Segway, another defendant, is a wholly-owned subsidiary of Ninebot, Inc., a Chinese transportation and robotics company. They together “manufacture and sell numerous motorized personal vehicles, including the electric scooters marketed, distributed, and leased by Lime and/or Uber.” The final defendant is China-based Xiaomi’s U.S. subsidiary, which also reportedly makes electric scooters for the same rental companies.

The thrust of the complaint is that the defendants’ scooters are inadequately designed for use on California roads because they are not equipped with turn signal indicators, and, in order to comply with California traffic laws, users must remove one hand from the handlebar to manually indicate that they are stopping or turning. The complaint alleged that this is unsafe and that the defendants have also failed to adequately warn users about the risks of operating scooters with only one hand on the handlebar.

Norman, a named plaintiff, was purportedly injured when she lifted one hand from the bar while riding a Jump scooter in San Francisco, California. According to the filing, “when Norman removed her hand from the handlebar of the scooter, the scooter became unstable and Plaintiff lost control of the scooter and the scooter turned quickly, sending Plaintiff falling to the concrete.” As a result of her fall, she reportedly suffered “hip dislocation and multiple related fractures which required a complex emergency surgery lasting hours.”

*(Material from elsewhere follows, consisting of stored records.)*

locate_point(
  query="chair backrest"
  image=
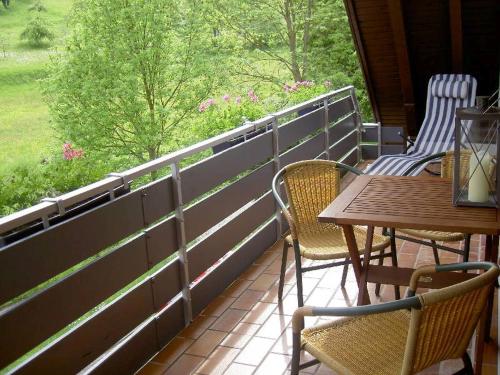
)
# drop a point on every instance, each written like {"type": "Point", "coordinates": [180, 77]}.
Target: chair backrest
{"type": "Point", "coordinates": [311, 185]}
{"type": "Point", "coordinates": [445, 93]}
{"type": "Point", "coordinates": [442, 328]}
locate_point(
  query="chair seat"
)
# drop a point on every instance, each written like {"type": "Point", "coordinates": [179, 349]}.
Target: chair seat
{"type": "Point", "coordinates": [433, 235]}
{"type": "Point", "coordinates": [367, 345]}
{"type": "Point", "coordinates": [331, 244]}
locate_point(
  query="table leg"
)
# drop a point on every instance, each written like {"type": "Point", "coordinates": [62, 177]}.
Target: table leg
{"type": "Point", "coordinates": [478, 355]}
{"type": "Point", "coordinates": [352, 246]}
{"type": "Point", "coordinates": [493, 257]}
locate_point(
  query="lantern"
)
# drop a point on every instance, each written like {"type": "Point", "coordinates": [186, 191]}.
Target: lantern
{"type": "Point", "coordinates": [476, 152]}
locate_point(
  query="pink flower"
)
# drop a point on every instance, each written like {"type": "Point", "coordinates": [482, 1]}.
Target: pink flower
{"type": "Point", "coordinates": [251, 94]}
{"type": "Point", "coordinates": [69, 153]}
{"type": "Point", "coordinates": [204, 105]}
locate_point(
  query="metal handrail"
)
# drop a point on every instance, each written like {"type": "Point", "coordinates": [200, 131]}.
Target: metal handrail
{"type": "Point", "coordinates": [47, 208]}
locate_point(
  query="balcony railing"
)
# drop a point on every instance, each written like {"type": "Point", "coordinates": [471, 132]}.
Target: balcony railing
{"type": "Point", "coordinates": [101, 278]}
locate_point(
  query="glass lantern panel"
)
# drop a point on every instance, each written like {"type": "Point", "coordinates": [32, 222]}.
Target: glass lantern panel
{"type": "Point", "coordinates": [477, 160]}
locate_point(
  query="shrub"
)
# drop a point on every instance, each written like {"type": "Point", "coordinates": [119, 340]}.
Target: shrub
{"type": "Point", "coordinates": [299, 92]}
{"type": "Point", "coordinates": [37, 31]}
{"type": "Point", "coordinates": [38, 7]}
{"type": "Point", "coordinates": [219, 115]}
{"type": "Point", "coordinates": [28, 182]}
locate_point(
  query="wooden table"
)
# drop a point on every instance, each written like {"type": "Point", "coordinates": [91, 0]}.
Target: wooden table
{"type": "Point", "coordinates": [407, 202]}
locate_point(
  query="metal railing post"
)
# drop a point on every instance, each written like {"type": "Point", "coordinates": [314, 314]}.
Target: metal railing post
{"type": "Point", "coordinates": [379, 136]}
{"type": "Point", "coordinates": [276, 167]}
{"type": "Point", "coordinates": [181, 242]}
{"type": "Point", "coordinates": [325, 129]}
{"type": "Point", "coordinates": [359, 122]}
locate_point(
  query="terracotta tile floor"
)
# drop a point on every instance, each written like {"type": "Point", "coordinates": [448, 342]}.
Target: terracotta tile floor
{"type": "Point", "coordinates": [246, 330]}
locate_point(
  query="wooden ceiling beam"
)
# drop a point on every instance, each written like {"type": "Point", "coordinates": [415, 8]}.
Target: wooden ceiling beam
{"type": "Point", "coordinates": [455, 10]}
{"type": "Point", "coordinates": [401, 47]}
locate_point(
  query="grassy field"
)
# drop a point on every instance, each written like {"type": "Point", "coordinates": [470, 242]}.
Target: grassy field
{"type": "Point", "coordinates": [25, 132]}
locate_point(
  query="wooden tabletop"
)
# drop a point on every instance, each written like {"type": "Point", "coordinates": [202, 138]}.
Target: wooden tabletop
{"type": "Point", "coordinates": [408, 202]}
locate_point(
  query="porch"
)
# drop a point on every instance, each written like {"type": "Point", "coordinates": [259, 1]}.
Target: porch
{"type": "Point", "coordinates": [246, 330]}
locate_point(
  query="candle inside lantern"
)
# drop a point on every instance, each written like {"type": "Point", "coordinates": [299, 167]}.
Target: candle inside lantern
{"type": "Point", "coordinates": [479, 187]}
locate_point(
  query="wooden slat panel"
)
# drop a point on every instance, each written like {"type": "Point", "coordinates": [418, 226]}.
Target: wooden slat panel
{"type": "Point", "coordinates": [392, 149]}
{"type": "Point", "coordinates": [86, 342]}
{"type": "Point", "coordinates": [211, 172]}
{"type": "Point", "coordinates": [67, 244]}
{"type": "Point", "coordinates": [390, 134]}
{"type": "Point", "coordinates": [208, 251]}
{"type": "Point", "coordinates": [299, 128]}
{"type": "Point", "coordinates": [158, 199]}
{"type": "Point", "coordinates": [170, 322]}
{"type": "Point", "coordinates": [339, 149]}
{"type": "Point", "coordinates": [369, 152]}
{"type": "Point", "coordinates": [167, 283]}
{"type": "Point", "coordinates": [39, 317]}
{"type": "Point", "coordinates": [340, 108]}
{"type": "Point", "coordinates": [352, 158]}
{"type": "Point", "coordinates": [161, 240]}
{"type": "Point", "coordinates": [215, 282]}
{"type": "Point", "coordinates": [342, 128]}
{"type": "Point", "coordinates": [132, 354]}
{"type": "Point", "coordinates": [369, 135]}
{"type": "Point", "coordinates": [306, 150]}
{"type": "Point", "coordinates": [211, 210]}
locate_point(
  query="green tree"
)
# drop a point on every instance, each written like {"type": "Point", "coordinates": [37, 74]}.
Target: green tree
{"type": "Point", "coordinates": [37, 31]}
{"type": "Point", "coordinates": [278, 30]}
{"type": "Point", "coordinates": [38, 7]}
{"type": "Point", "coordinates": [134, 71]}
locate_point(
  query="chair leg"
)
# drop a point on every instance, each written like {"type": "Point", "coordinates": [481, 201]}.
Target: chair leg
{"type": "Point", "coordinates": [380, 263]}
{"type": "Point", "coordinates": [394, 259]}
{"type": "Point", "coordinates": [298, 272]}
{"type": "Point", "coordinates": [295, 354]}
{"type": "Point", "coordinates": [434, 251]}
{"type": "Point", "coordinates": [468, 369]}
{"type": "Point", "coordinates": [344, 273]}
{"type": "Point", "coordinates": [466, 247]}
{"type": "Point", "coordinates": [283, 270]}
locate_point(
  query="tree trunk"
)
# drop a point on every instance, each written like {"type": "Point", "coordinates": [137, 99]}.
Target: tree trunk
{"type": "Point", "coordinates": [306, 37]}
{"type": "Point", "coordinates": [292, 40]}
{"type": "Point", "coordinates": [153, 154]}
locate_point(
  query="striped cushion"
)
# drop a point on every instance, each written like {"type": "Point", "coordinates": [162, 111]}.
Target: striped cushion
{"type": "Point", "coordinates": [447, 89]}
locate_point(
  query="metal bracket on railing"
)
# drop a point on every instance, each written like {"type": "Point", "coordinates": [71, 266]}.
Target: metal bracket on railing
{"type": "Point", "coordinates": [181, 242]}
{"type": "Point", "coordinates": [276, 167]}
{"type": "Point", "coordinates": [125, 182]}
{"type": "Point", "coordinates": [45, 222]}
{"type": "Point", "coordinates": [60, 205]}
{"type": "Point", "coordinates": [326, 129]}
{"type": "Point", "coordinates": [111, 194]}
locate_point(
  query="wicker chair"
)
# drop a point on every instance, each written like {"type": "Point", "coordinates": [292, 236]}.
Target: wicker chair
{"type": "Point", "coordinates": [430, 237]}
{"type": "Point", "coordinates": [398, 337]}
{"type": "Point", "coordinates": [311, 185]}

In turn, Norman seeks compensation for “significant personal injuries” and “a public injunction against (the) Defendants enjoining them from selling or leasing scooters in the State of California without first providing the necessary warnings and/or providing a safe means of legal operation.” Specifically, the filing requests that the companies to “remov(e) the scooter vehicles from use until the public is properly warned about their inherently dangerous condition, and/or until the scooter vehicles’ defective turn signaling system is replaced or rectified.”

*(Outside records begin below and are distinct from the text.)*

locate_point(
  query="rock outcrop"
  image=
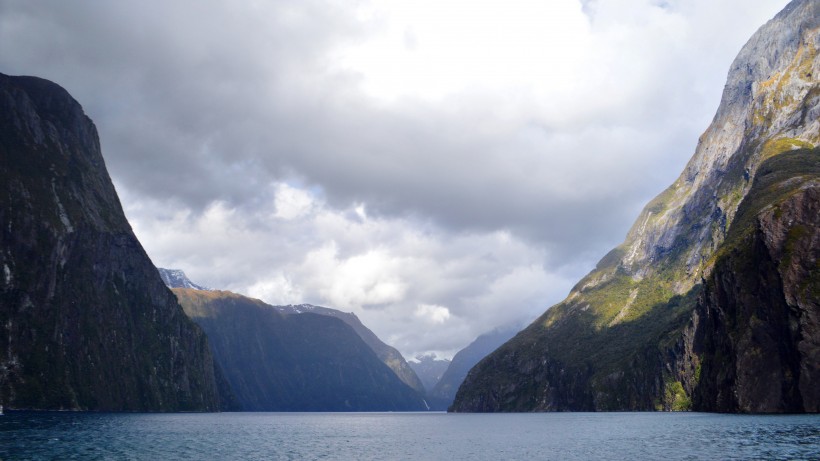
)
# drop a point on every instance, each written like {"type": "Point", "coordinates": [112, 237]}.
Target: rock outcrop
{"type": "Point", "coordinates": [277, 361]}
{"type": "Point", "coordinates": [85, 321]}
{"type": "Point", "coordinates": [647, 329]}
{"type": "Point", "coordinates": [389, 355]}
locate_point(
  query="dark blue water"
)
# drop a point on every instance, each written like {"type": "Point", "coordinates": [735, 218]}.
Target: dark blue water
{"type": "Point", "coordinates": [410, 436]}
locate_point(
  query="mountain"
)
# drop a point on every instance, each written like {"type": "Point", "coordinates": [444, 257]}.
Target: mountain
{"type": "Point", "coordinates": [275, 361]}
{"type": "Point", "coordinates": [442, 395]}
{"type": "Point", "coordinates": [176, 278]}
{"type": "Point", "coordinates": [87, 322]}
{"type": "Point", "coordinates": [387, 354]}
{"type": "Point", "coordinates": [429, 369]}
{"type": "Point", "coordinates": [711, 303]}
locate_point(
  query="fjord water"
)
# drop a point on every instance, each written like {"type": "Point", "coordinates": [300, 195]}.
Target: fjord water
{"type": "Point", "coordinates": [416, 436]}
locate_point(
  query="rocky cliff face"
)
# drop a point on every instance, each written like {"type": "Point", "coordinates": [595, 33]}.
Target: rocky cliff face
{"type": "Point", "coordinates": [634, 333]}
{"type": "Point", "coordinates": [757, 324]}
{"type": "Point", "coordinates": [294, 362]}
{"type": "Point", "coordinates": [86, 321]}
{"type": "Point", "coordinates": [389, 355]}
{"type": "Point", "coordinates": [442, 395]}
{"type": "Point", "coordinates": [176, 278]}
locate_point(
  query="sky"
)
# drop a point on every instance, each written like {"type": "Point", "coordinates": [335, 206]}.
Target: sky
{"type": "Point", "coordinates": [439, 168]}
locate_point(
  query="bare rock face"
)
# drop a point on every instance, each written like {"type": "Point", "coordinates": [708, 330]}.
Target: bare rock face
{"type": "Point", "coordinates": [671, 319]}
{"type": "Point", "coordinates": [757, 334]}
{"type": "Point", "coordinates": [297, 361]}
{"type": "Point", "coordinates": [85, 321]}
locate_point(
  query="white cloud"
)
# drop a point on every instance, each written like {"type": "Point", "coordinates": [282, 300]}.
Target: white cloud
{"type": "Point", "coordinates": [432, 313]}
{"type": "Point", "coordinates": [291, 202]}
{"type": "Point", "coordinates": [379, 156]}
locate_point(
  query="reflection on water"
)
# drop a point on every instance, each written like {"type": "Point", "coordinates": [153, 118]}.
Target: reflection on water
{"type": "Point", "coordinates": [559, 436]}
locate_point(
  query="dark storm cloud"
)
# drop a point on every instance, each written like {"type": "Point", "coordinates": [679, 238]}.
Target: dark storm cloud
{"type": "Point", "coordinates": [249, 154]}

As the complaint notes, since their inception in 2017, rentable scooters “have proliferated around the United States offering consumers a purportedly safe and convenient way to navigate cities as opposed to public transportation or automobiles.” Yet, rider personal injury suits have accompanied their popularity boom.

For example, riders sued Lime earlier this year for personal injuries allegedly resulting from defective or improperly maintained scooters. In addition, several cities, including New York City, have responded by limiting the use of or banning scooters until safety measures can be adopted and effected.

Erin Norman and the putative class are represented by Carlson Lynch LLP and Hindman APC.